Eu vou ter o accordão. É do theor seguinte:

«Accorda a camara dos pares constituida em tribunal de justiça, que declara procedente a pronuncia feita no despacho retro contra o digno par Eduardo Montufar Barreiros e se proseguirá nos termos devidos, ficando o mesmo digno par suspenso das suas funcções de par até final decisão.

«Lisboa, 1 dê junho de 1867. = (Seguem as assignaturas.)»

Está fechada a sessão do tribunal. Eram quasi cinco horas da tarde.

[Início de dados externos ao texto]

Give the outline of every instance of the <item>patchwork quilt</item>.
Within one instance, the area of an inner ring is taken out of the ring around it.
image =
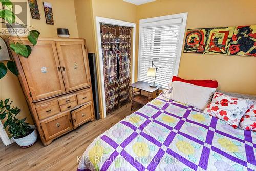
[[[256,132],[160,95],[96,138],[78,170],[256,170]]]

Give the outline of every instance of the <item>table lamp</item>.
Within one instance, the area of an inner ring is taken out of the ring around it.
[[[155,68],[153,68],[153,66]],[[153,84],[150,84],[150,86],[151,87],[157,87],[157,85],[155,84],[156,82],[156,77],[157,75],[157,71],[158,69],[157,67],[153,63],[153,61],[152,60],[152,66],[151,68],[148,68],[147,70],[147,76],[149,77],[155,77],[155,80],[154,80],[154,83]]]

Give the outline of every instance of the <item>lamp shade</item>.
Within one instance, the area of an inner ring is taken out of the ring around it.
[[[155,77],[156,69],[155,68],[148,68],[147,70],[147,76],[149,77]]]
[[[68,29],[57,28],[57,33],[59,37],[69,37],[69,32]]]

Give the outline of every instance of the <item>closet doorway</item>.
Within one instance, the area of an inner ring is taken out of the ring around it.
[[[136,24],[99,17],[96,21],[105,117],[129,101],[129,85],[135,78]]]

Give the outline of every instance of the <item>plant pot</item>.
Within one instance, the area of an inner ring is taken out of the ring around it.
[[[29,147],[35,143],[37,139],[37,132],[36,132],[35,125],[30,125],[30,126],[31,127],[34,129],[34,131],[32,133],[20,138],[15,139],[13,138],[15,142],[22,148]]]

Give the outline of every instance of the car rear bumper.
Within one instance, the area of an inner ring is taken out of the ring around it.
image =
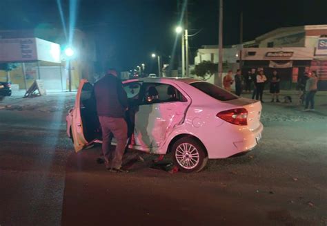
[[[234,140],[225,138],[220,140],[219,142],[216,142],[215,147],[212,145],[208,147],[204,144],[207,148],[209,158],[226,158],[253,149],[260,142],[264,126],[260,123],[258,128],[251,131],[248,129],[234,131],[234,135],[238,133],[238,135],[233,136]]]
[[[2,89],[0,89],[0,95],[2,95],[2,96],[10,96],[10,95],[11,95],[11,88],[2,88]]]
[[[260,142],[264,126],[260,123],[260,126],[248,136],[246,136],[243,140],[234,142],[234,146],[237,151],[244,152],[253,149]]]

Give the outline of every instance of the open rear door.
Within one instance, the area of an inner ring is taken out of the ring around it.
[[[76,152],[91,144],[101,134],[92,93],[93,86],[88,80],[81,79],[76,95],[72,120],[72,133]]]

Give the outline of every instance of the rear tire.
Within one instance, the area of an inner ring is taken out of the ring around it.
[[[182,172],[199,172],[208,162],[204,147],[190,137],[177,140],[172,147],[172,153],[174,163]]]
[[[72,140],[72,143],[74,144],[74,138],[72,137],[72,126],[69,129],[69,133],[70,135],[70,140]]]

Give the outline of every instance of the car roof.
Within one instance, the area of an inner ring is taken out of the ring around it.
[[[195,82],[201,82],[199,79],[192,79],[190,77],[142,77],[123,81],[123,83],[129,83],[132,82],[180,82],[186,84],[191,84]]]

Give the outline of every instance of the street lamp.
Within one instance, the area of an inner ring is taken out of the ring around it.
[[[181,27],[180,26],[177,26],[175,31],[177,33],[177,34],[180,34],[183,32],[183,28]]]
[[[155,58],[155,57],[157,56],[157,55],[155,53],[152,53],[151,54],[151,57],[152,58]],[[161,70],[160,68],[160,56],[158,55],[157,56],[157,59],[158,59],[158,77],[161,77]]]
[[[184,34],[183,28],[180,26],[177,26],[175,32],[177,34],[181,33],[181,77],[185,76],[185,36]]]
[[[67,57],[68,62],[68,81],[69,81],[69,91],[72,91],[72,66],[71,66],[71,59],[74,57],[75,52],[74,49],[68,46],[65,48],[64,51],[65,55]]]

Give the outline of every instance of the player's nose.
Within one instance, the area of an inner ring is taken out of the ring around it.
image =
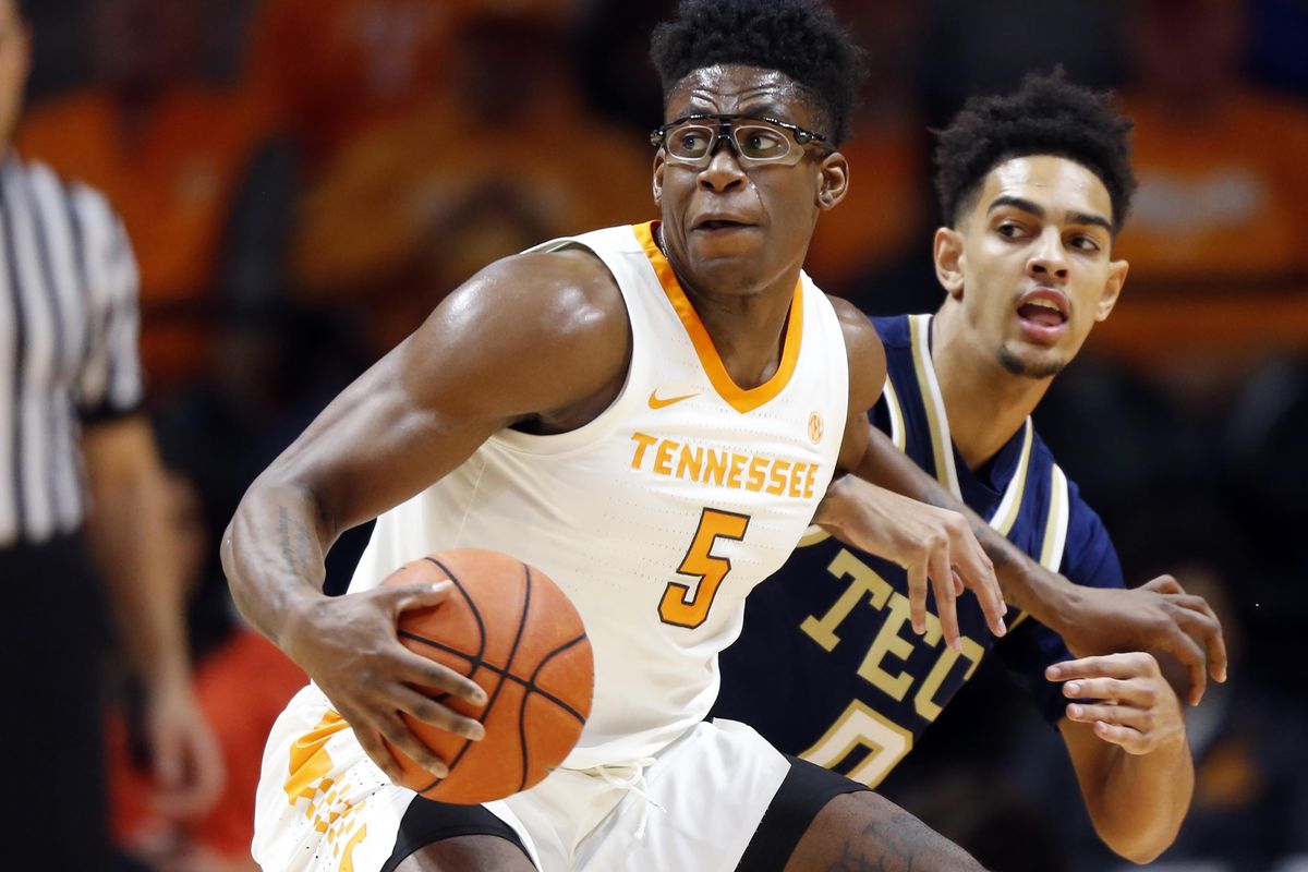
[[[1057,227],[1046,227],[1036,239],[1031,258],[1027,259],[1027,275],[1033,278],[1067,277],[1067,252]]]
[[[698,184],[715,192],[730,191],[746,183],[744,169],[730,143],[718,140],[709,165],[700,170]]]

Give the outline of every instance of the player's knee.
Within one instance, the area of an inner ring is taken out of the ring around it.
[[[535,872],[522,850],[498,835],[458,835],[420,847],[395,872]]]
[[[984,872],[967,851],[871,791],[844,794],[827,803],[795,847],[786,872],[827,869],[838,863]]]

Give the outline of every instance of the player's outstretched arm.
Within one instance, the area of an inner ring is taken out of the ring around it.
[[[1189,672],[1192,705],[1203,697],[1206,671],[1214,680],[1226,681],[1222,625],[1203,597],[1188,595],[1167,575],[1131,591],[1071,583],[994,532],[896,448],[889,437],[870,424],[867,429],[869,451],[857,475],[896,493],[963,512],[994,563],[1005,600],[1061,635],[1073,654],[1167,651]]]
[[[473,703],[480,688],[408,651],[400,612],[443,586],[322,592],[336,536],[417,494],[500,429],[579,426],[616,396],[630,349],[621,294],[585,251],[509,258],[455,290],[425,324],[340,394],[250,486],[222,540],[241,612],[332,701],[368,754],[382,739],[437,777],[445,762],[399,713],[480,739],[481,726],[411,684]]]
[[[849,414],[840,468],[857,472],[869,451],[867,411],[886,383],[886,352],[867,316],[833,299],[849,352]],[[926,631],[927,587],[935,595],[944,642],[959,650],[955,599],[972,590],[990,629],[1003,635],[1003,599],[990,560],[957,511],[925,505],[846,476],[832,482],[814,523],[849,543],[903,566],[908,573],[913,629]]]
[[[1095,831],[1135,863],[1165,851],[1190,807],[1194,763],[1181,703],[1143,652],[1056,663],[1067,716],[1058,729]]]

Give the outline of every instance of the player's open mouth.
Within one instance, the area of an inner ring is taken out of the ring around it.
[[[735,218],[701,218],[695,222],[693,230],[739,230],[742,227],[752,227],[752,224],[744,221],[736,221]]]
[[[1067,298],[1057,290],[1039,288],[1018,301],[1022,329],[1039,343],[1054,343],[1067,328]]]

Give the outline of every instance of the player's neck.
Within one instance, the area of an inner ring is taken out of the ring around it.
[[[731,380],[748,391],[770,379],[781,365],[799,268],[787,269],[764,288],[730,293],[702,288],[675,263],[674,271]]]
[[[950,306],[931,322],[931,358],[950,435],[969,469],[989,463],[1040,404],[1052,379],[1014,375]]]

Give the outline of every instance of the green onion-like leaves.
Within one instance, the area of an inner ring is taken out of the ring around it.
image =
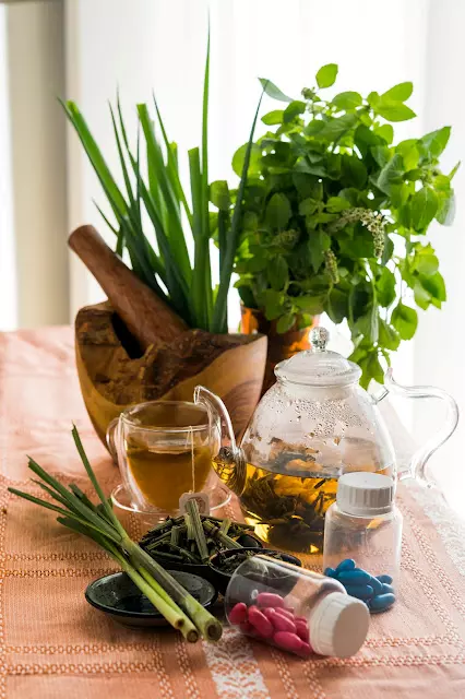
[[[72,435],[90,482],[100,500],[99,505],[95,506],[76,485],[71,485],[68,489],[34,459],[29,459],[28,465],[40,481],[33,481],[49,497],[59,502],[60,507],[16,488],[9,488],[10,493],[57,512],[60,516],[57,518],[60,524],[78,534],[88,536],[107,550],[141,592],[148,597],[171,626],[182,632],[188,641],[196,641],[199,632],[207,640],[218,640],[222,636],[219,621],[202,607],[169,572],[130,540],[104,495],[75,427],[73,427]],[[167,535],[171,537],[170,532],[167,532]]]

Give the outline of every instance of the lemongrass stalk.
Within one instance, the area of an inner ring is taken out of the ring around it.
[[[222,638],[223,627],[200,602],[198,602],[165,568],[156,562],[132,538],[127,536],[121,541],[121,547],[138,566],[145,568],[157,582],[166,590],[167,594],[192,619],[199,631],[207,641],[217,641]]]
[[[189,641],[189,643],[195,643],[195,641],[199,640],[199,631],[196,630],[195,626],[192,624],[190,618],[186,616],[182,609],[178,607],[176,602],[171,600],[169,594],[165,592],[162,585],[157,583],[155,578],[153,578],[151,573],[145,570],[145,568],[142,568],[142,567],[138,568],[138,572],[142,576],[142,578],[144,578],[147,584],[157,592],[159,597],[164,600],[166,604],[172,607],[174,612],[182,615],[183,623],[182,623],[182,626],[179,627],[179,630],[181,631],[184,639]]]
[[[168,595],[162,590],[160,585],[155,580],[145,579],[141,569],[135,569],[130,562],[122,556],[117,548],[107,548],[108,553],[119,562],[123,571],[131,578],[132,582],[139,588],[139,590],[152,602],[154,607],[165,617],[165,619],[175,628],[181,631],[182,636],[190,642],[195,643],[199,640],[199,633],[192,621],[177,605],[169,600]],[[164,592],[164,594],[160,594]]]

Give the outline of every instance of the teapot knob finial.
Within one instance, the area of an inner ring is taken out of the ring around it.
[[[319,325],[317,328],[313,328],[310,333],[310,343],[313,352],[325,352],[329,341],[330,333],[327,332],[326,328],[320,328]]]

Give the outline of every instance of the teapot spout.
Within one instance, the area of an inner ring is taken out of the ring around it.
[[[424,485],[431,486],[431,482],[427,477],[426,472],[427,463],[432,454],[442,447],[455,431],[458,423],[458,406],[452,395],[449,395],[449,393],[442,389],[432,386],[401,386],[394,380],[392,369],[389,369],[385,375],[384,386],[386,393],[392,391],[403,398],[413,399],[437,398],[445,403],[446,415],[443,425],[414,453],[409,470],[400,474],[400,478],[413,477]],[[383,395],[381,398],[383,398]]]
[[[211,433],[216,433],[219,439],[220,448],[213,457],[213,467],[223,483],[240,496],[246,486],[247,463],[242,450],[236,443],[226,405],[218,395],[203,386],[195,387],[194,403],[206,408]]]

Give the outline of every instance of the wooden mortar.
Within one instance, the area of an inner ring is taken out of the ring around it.
[[[199,383],[224,400],[242,433],[260,399],[266,337],[188,330],[92,226],[75,230],[70,245],[109,298],[82,308],[75,320],[81,391],[104,443],[109,423],[129,405],[192,401]]]

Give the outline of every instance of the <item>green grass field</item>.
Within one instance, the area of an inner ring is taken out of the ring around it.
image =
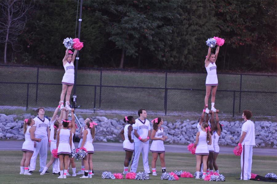
[[[50,159],[50,154],[48,157]],[[104,171],[112,173],[121,172],[123,170],[123,163],[125,158],[125,153],[122,152],[96,152],[93,156],[94,171],[95,175],[92,178],[79,178],[77,177],[68,176],[66,179],[58,179],[56,175],[46,173],[41,176],[38,171],[39,167],[38,157],[37,161],[36,171],[32,176],[21,175],[19,164],[22,158],[21,151],[0,151],[0,183],[18,184],[26,183],[206,183],[207,182],[194,178],[179,178],[178,181],[161,180],[160,176],[161,169],[159,160],[157,162],[156,168],[158,176],[150,175],[149,180],[140,181],[125,179],[109,180],[102,179],[101,175]],[[152,157],[150,153],[148,156],[150,166]],[[143,171],[142,160],[140,160],[137,172]],[[175,170],[190,172],[193,174],[195,171],[195,156],[190,154],[167,152],[165,156],[167,171],[174,171]],[[261,182],[251,180],[241,181],[236,179],[239,177],[241,173],[240,157],[231,155],[219,155],[218,157],[218,164],[221,174],[225,177],[226,183],[262,183]],[[81,167],[81,161],[76,161],[77,171]],[[268,173],[277,172],[277,158],[276,156],[269,157],[254,156],[253,158],[252,172],[261,176]],[[130,167],[129,167],[130,170]],[[52,166],[49,170],[52,171]],[[69,173],[72,173],[71,168]],[[211,183],[214,183],[211,182]]]
[[[37,103],[36,85],[30,85],[28,106],[55,107],[59,101],[63,69],[40,68],[38,73],[39,83],[59,84],[39,85]],[[36,68],[1,66],[0,82],[36,83],[37,74]],[[184,112],[199,112],[204,103],[206,75],[205,73],[168,73],[167,88],[200,90],[168,90],[168,114],[177,115]],[[220,90],[239,90],[240,75],[220,74],[218,76],[219,85],[216,94],[216,107],[220,110],[223,116],[230,117],[232,115],[234,93]],[[143,107],[151,111],[152,114],[164,113],[164,90],[131,87],[164,88],[165,79],[165,73],[103,71],[102,85],[130,87],[102,87],[99,107],[100,88],[96,88],[94,103],[94,87],[79,86],[76,88],[77,102],[78,105],[82,105],[82,109],[91,110],[93,110],[95,105],[96,111],[116,110],[122,113],[124,111],[136,112]],[[276,81],[275,76],[243,75],[242,90],[276,92]],[[77,81],[78,85],[100,85],[100,71],[78,69]],[[26,107],[27,86],[27,84],[2,84],[0,86],[0,105]],[[239,95],[238,92],[235,94],[236,116],[240,116],[241,114],[241,112],[239,112]],[[252,110],[254,115],[276,116],[276,93],[243,92],[241,94],[241,111],[249,109]],[[210,100],[210,102],[209,104]]]

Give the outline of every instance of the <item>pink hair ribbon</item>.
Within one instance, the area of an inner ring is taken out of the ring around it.
[[[154,123],[154,121],[155,123],[158,123],[158,118],[157,117],[157,118],[155,118],[155,119],[151,121],[151,122],[152,122],[152,123]]]
[[[28,119],[26,118],[24,120],[24,122],[25,122],[25,123],[27,124],[28,123]]]

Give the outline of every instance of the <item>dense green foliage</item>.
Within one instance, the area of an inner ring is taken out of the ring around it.
[[[10,47],[8,62],[60,66],[78,2],[34,2],[23,50]],[[205,41],[215,36],[226,40],[219,70],[275,71],[276,9],[274,1],[84,1],[79,66],[203,71]]]

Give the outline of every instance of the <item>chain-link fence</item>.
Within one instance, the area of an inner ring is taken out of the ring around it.
[[[58,104],[63,68],[2,65],[0,72],[1,111],[38,106],[52,110]],[[79,68],[76,91],[81,107],[78,110],[135,114],[143,108],[150,115],[199,116],[204,104],[206,75]],[[240,116],[248,109],[256,116],[277,116],[277,75],[219,73],[218,77],[215,106],[222,116]]]

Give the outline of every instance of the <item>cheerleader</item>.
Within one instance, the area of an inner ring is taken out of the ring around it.
[[[62,103],[61,105],[60,109],[62,109],[63,108],[63,100],[64,96],[66,92],[66,106],[67,109],[70,110],[71,109],[69,107],[70,102],[69,99],[70,98],[70,94],[71,91],[74,85],[74,60],[75,56],[77,53],[77,50],[74,51],[73,53],[72,51],[68,49],[66,49],[64,57],[62,59],[62,64],[65,73],[62,78],[62,93],[61,94],[61,101]]]
[[[157,176],[156,172],[156,162],[158,159],[158,155],[161,161],[162,166],[162,171],[163,173],[166,172],[165,162],[164,161],[165,152],[163,141],[167,138],[167,136],[163,135],[163,128],[161,126],[163,123],[163,119],[158,117],[151,121],[153,123],[153,129],[151,132],[150,138],[153,140],[150,151],[152,152],[152,162],[151,166],[152,167],[152,175]]]
[[[201,160],[203,162],[203,172],[202,178],[204,178],[207,171],[207,160],[209,156],[208,145],[211,144],[211,136],[208,130],[210,127],[206,122],[203,122],[201,125],[201,131],[196,133],[196,140],[194,147],[196,147],[195,155],[196,159],[196,176],[195,179],[199,179],[200,165]],[[207,143],[208,141],[209,143]]]
[[[83,141],[81,144],[81,148],[83,147],[87,151],[87,155],[84,158],[84,164],[85,165],[85,172],[84,175],[80,178],[92,178],[92,154],[94,153],[94,148],[92,145],[92,142],[95,135],[95,125],[97,124],[94,122],[87,122],[85,125],[86,129],[83,132]]]
[[[90,118],[89,117],[88,117],[85,120],[85,121],[84,121],[84,123],[85,123],[85,125],[86,125],[86,123],[88,122],[89,122],[90,123],[91,122],[92,122],[92,120],[91,118]],[[80,134],[78,136],[79,138],[80,138],[80,142],[79,142],[79,144],[78,145],[78,148],[81,148],[81,145],[82,144],[82,142],[83,141],[83,132],[84,132],[84,130],[85,130],[85,128],[84,126],[82,128],[81,128],[81,130],[80,131]],[[92,143],[93,143],[93,141],[92,141]],[[84,171],[85,170],[85,166],[84,165],[84,160],[83,159],[82,159],[82,160],[81,162],[81,170],[79,172],[78,172],[76,174],[82,174],[84,175]],[[92,175],[94,175],[94,174],[93,173],[93,169],[92,169],[92,174],[91,174]]]
[[[57,147],[58,154],[60,161],[60,172],[61,175],[58,178],[66,178],[69,155],[71,154],[72,134],[67,128],[69,121],[62,120],[62,128],[58,132],[57,138]],[[64,167],[64,170],[63,169]]]
[[[123,149],[125,150],[125,160],[124,161],[124,170],[122,173],[124,174],[128,173],[128,167],[131,161],[132,155],[134,152],[134,130],[132,125],[136,123],[136,121],[132,116],[125,117],[123,119],[124,122],[128,124],[125,125],[124,128],[120,133],[123,142]]]
[[[62,127],[62,124],[61,122],[65,109],[64,109],[61,111],[61,114],[59,116],[57,115],[60,105],[60,104],[55,109],[54,113],[53,114],[53,116],[52,117],[50,121],[50,135],[49,143],[50,143],[50,151],[51,152],[53,149],[57,149],[57,133]],[[44,175],[49,167],[52,164],[53,164],[52,169],[52,174],[58,174],[58,173],[60,172],[59,169],[58,169],[59,167],[58,159],[55,158],[51,155],[50,161],[46,164],[42,171],[40,173],[40,175]]]
[[[219,137],[222,131],[222,125],[219,123],[219,120],[218,118],[218,113],[219,110],[217,110],[215,112],[215,121],[216,122],[216,126],[215,126],[215,130],[214,131],[214,147],[215,148],[215,155],[214,156],[213,165],[214,167],[215,172],[219,174],[219,171],[218,171],[218,167],[216,164],[216,158],[218,154],[219,154],[219,148],[218,145],[218,140]]]
[[[34,151],[34,144],[35,141],[40,142],[41,139],[36,138],[34,135],[34,130],[31,128],[34,125],[35,122],[32,118],[26,119],[24,120],[23,132],[25,136],[25,141],[22,145],[21,151],[23,151],[23,156],[20,162],[20,174],[31,175],[28,172],[30,160]]]
[[[207,105],[206,109],[206,112],[209,113],[209,110],[208,108],[208,102],[209,98],[211,94],[211,91],[212,91],[211,98],[211,110],[215,112],[216,109],[215,108],[215,93],[218,85],[218,82],[217,79],[217,75],[216,74],[216,65],[215,65],[215,61],[217,59],[217,56],[219,52],[219,46],[218,45],[216,48],[215,50],[215,54],[211,53],[211,48],[209,48],[208,50],[208,55],[205,60],[205,67],[207,71],[207,75],[206,78],[206,95],[205,96],[205,104]]]

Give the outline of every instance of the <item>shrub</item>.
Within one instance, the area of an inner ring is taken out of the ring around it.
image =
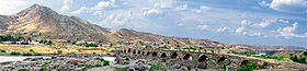
[[[23,52],[22,56],[33,56],[33,54],[30,52]]]
[[[103,66],[109,66],[110,64],[110,61],[103,61]]]
[[[1,52],[7,52],[4,49],[0,49]]]
[[[21,69],[20,71],[30,71],[29,69]]]
[[[103,58],[96,58],[95,60],[104,61],[104,59],[103,59]]]
[[[161,64],[151,64],[151,67],[148,71],[159,71],[160,67],[161,67]]]
[[[98,47],[98,44],[88,44],[86,47]]]
[[[81,69],[81,71],[88,71],[88,69]]]
[[[62,51],[61,50],[57,50],[57,54],[61,54]]]
[[[54,67],[53,67],[53,69],[57,69],[59,67],[59,64],[55,64]]]
[[[237,71],[253,71],[255,69],[255,64],[251,61],[248,61],[246,64],[242,64]]]
[[[12,51],[10,55],[20,55],[18,51]]]
[[[29,51],[34,51],[33,49],[30,49]]]
[[[125,58],[125,60],[130,60],[130,58],[129,57],[124,57]]]
[[[94,63],[93,67],[102,67],[101,63]]]

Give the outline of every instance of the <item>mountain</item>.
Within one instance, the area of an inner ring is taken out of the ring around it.
[[[0,35],[21,34],[22,36],[29,37],[39,34],[39,36],[34,37],[34,39],[65,39],[95,43],[168,43],[180,45],[181,47],[200,45],[211,45],[214,47],[226,46],[226,44],[219,44],[218,42],[209,39],[167,37],[127,28],[117,31],[110,29],[91,24],[77,16],[61,15],[56,11],[39,4],[33,4],[16,14],[0,15]]]

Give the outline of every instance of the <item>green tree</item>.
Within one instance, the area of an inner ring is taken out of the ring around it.
[[[304,51],[303,55],[304,55],[304,56],[307,56],[307,51]]]
[[[48,44],[53,44],[53,42],[52,42],[52,40],[49,40],[49,42],[48,42]]]
[[[252,61],[247,61],[246,64],[242,64],[237,71],[253,71],[257,66]]]
[[[34,50],[33,50],[33,49],[30,49],[29,51],[32,51],[32,52],[34,52]]]

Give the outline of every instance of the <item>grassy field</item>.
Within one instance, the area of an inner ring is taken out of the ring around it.
[[[55,54],[57,51],[62,51],[62,54],[112,54],[110,50],[114,48],[110,47],[62,47],[59,49],[53,48],[56,46],[48,46],[48,45],[8,45],[8,44],[0,44],[0,49],[5,50],[7,54],[12,51],[18,52],[35,52],[35,54]],[[30,51],[33,50],[33,51]]]

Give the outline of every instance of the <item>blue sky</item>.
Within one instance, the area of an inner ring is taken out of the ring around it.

Relação dos dignos pares que estiveram presentes na sessão de 1 de junho de 1867

Os ex.mo" srs.: Condes de Lavradio e de Castro; Marquezes, de Ficalho, de Fronteira, de Ponte de Lima, de Sousa e de Vianna; Condes, de Alva, de Campanhã, do Farrobo, de Fonte Nova, de Fornos, da Ponte, da Ponte de Santa Maria, do Sobral e de Thomar; Viscondes, de Algés, de Benagazil, de Condeixa, de Gouveia, de Ovar e da Silva Carvalho; Barão de Villa Nova da Foscôa; Moraes Carvalho, Mello e Carvalho, D. Antonio José de Mello, Costa Lobo, Pereira de Magalhães, Silva Ferrão, Margiochi, Braamcamp, Silva Cabral, Reis e Vasconcellos, Baldy, Fonseca Magalhães, Canto e Castro, e Fernandes Thomás.